José Sarney

A Velha Época


Nova Iorque — A primeira vez que estive em Nova Iorque foi em 1961. Lá se vão 57 anos, mais de meio século. Ainda encontrei a cidade na transição daquilo que se chamou “La Belle Époque”, que acelerara a sua decadência com o fim da Segunda Guerra Mundial, para os anos dourados do início da Guerra Fria, que continuou a guerra por outros meios. O mundo se preparava para o longo período, que não se findou, da “Era Nuclear” — de que um dos mais burlescos capítulos acabamos de presenciar com o encontro Trump x Kim Jong-un. A então URSS (União Soviética) descobrira os segredos da bomba atômica, e a população dos Estados Unidos foi tomada de um medo que levou os jornais a publicarem anúncios da venda de “abrigos nucleares”.

Mas a cidade, como dizia Hemingway de Paris, “era uma festa”. Ainda existia o “American Dream”, o sonho utópico que o país formara de uma América-novo-continente, em que o homem encontraria o ideal de Jefferson “da busca da felicidade”, mas onde ainda se encontrava, de maneira revoltante, a discriminação racial, os negros segregados no Harlem (um gueto) e uma sociedade racista. Entretanto, os musicais, o movimento cultural, a alegria das pessoas, a crença de um mundo novo, o debate muito vivo de ideias, sem as mesquinharias dos dias de hoje, tudo nos levava a crer que estávamos nas auroras de uma nova era.

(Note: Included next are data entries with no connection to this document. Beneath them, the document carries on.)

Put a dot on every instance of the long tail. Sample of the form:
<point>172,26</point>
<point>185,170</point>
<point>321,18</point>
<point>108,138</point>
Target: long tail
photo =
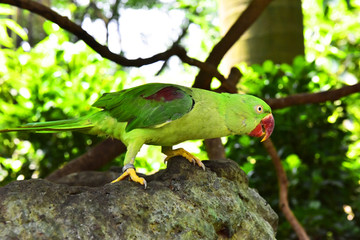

Meu mundo dentro da cidade era as Nações Unidas, onde eu era (já disse isso nesta Coluna) delegado do Brasil na Comissão de Política Especial e sentava ao lado de Golda Meir, a mulher símbolo de Israel. Não havia Emirados Árabes, e os velhos sultões desfilavam com suas roupas coloridas e suntuosas buscando reaver seus territórios. Nessa Comissão da ONU, discutíamos a Questão Palestina — que hoje é guerra — e tratávamos dos Refugiados Árabes da Palestina, isto é, aqueles que tinham saído dos territórios destinados ao Estado de Israel. Tratava-se também do apartheid da África do Sul, essa ignomínia cometida contra a raça negra. Orgulho-me de ter sido o primeiro, como intérprete do meu País, a anunciar, na ONU, a posição do Brasil contra o apartheid. Mas a discussão maior era o debate comunismo versus capitalismo. Foi nesse tempo que o representante de Cuba na ONU (eu vi) disse que seu país aderira ao mundo comunista.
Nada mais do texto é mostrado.